Aluta maisonneuvei commonly known as desert heath myrtle, is a flowering plant in the family Myrtaceae. It is woody shrub with small leaves and pink to whitish flowers and grows in Western Australia, South Australia and the Northern Territory.

==Description==
Aluta maisonneuvei is a dense, woody shrub 0.3-1.5 m high, sometimes spreading to 1.5 m wide, branches usually arising from the ground at an angle. Leaves are small, crowded, sessile, up to 2 mm long, oblong or roundish in rows of four along the stem. Flowers are whitish-pink, 5 petalled, up to 2 mm in diameter with a red or pink central disc. Flowering occurs from early winter to early spring and the fruit compressed, globular shaped and 1.5-2 mm long.

==Taxonomy and naming==
This species was described in 1864 by Ferdinand von Mueller who gave it the name Thryptomene maisonneuvei.
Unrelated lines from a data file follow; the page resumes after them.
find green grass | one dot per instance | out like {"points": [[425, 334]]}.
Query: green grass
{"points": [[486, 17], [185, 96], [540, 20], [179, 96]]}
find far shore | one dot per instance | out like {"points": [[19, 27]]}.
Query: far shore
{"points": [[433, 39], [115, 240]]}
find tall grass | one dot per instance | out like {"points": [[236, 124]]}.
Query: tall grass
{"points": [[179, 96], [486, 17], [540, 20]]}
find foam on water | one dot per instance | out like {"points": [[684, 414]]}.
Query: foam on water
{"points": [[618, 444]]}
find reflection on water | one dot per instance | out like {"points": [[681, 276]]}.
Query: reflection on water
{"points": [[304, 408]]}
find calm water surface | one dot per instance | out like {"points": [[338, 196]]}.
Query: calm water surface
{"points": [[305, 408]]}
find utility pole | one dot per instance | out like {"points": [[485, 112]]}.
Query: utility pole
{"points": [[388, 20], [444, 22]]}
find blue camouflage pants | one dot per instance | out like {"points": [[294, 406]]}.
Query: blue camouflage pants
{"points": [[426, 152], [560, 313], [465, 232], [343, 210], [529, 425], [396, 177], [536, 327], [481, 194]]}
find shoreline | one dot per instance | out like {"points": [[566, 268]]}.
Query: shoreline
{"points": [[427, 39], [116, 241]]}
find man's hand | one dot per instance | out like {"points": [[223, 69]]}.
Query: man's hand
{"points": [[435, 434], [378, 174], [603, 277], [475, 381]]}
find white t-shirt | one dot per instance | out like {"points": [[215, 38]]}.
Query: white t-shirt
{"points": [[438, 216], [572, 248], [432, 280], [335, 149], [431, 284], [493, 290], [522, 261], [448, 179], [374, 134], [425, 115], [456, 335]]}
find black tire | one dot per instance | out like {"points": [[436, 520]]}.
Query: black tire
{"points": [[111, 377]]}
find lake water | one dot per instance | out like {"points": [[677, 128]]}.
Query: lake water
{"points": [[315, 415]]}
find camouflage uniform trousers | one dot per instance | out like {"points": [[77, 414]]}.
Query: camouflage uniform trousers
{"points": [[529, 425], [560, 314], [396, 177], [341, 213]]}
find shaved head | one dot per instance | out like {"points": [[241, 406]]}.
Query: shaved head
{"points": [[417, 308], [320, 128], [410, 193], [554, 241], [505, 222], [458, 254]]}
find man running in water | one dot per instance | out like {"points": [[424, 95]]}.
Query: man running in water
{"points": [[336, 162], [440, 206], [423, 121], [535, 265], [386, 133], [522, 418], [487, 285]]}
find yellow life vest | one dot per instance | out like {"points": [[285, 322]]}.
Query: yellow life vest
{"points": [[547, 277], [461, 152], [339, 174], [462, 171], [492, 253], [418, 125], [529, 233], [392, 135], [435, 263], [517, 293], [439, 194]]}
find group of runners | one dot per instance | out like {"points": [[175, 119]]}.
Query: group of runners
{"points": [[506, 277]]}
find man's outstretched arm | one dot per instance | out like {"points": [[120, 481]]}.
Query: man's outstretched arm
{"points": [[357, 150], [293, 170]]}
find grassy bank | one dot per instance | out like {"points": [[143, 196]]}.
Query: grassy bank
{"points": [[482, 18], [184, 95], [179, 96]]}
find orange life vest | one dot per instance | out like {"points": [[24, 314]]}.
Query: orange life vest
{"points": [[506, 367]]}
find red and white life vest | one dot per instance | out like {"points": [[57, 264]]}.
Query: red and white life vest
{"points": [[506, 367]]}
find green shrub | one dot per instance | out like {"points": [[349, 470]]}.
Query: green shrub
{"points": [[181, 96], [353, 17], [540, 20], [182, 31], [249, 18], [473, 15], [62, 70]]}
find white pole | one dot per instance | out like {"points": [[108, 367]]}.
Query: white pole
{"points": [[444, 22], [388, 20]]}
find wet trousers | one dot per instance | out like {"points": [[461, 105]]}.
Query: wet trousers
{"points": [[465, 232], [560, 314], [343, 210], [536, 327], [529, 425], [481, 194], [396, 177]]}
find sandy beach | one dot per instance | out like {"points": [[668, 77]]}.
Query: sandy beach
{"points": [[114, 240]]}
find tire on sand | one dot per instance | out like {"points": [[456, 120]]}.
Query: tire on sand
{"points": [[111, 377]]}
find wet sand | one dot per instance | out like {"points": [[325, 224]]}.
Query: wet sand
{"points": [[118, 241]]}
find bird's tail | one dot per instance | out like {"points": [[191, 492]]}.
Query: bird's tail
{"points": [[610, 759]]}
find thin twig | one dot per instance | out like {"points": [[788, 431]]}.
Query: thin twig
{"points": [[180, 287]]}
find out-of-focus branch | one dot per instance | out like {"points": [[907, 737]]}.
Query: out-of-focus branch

In 2000 Barbara Lynette Rye and Malcolm Eric Trudgen changed the name to Aluta maisonneuvei and the description was published in Nuytsia. The specific epithet (maisonneuvei) is in honour of Michel Charles Durieu de Maisonneuve director of the botanic garden at Bordeaux.

==Distribution and habitat==
Desert Heath Myrtle grows on red sandplains, near sand dunes and yellow clayey soils in South Australia, Western Australian and the Northern Territory.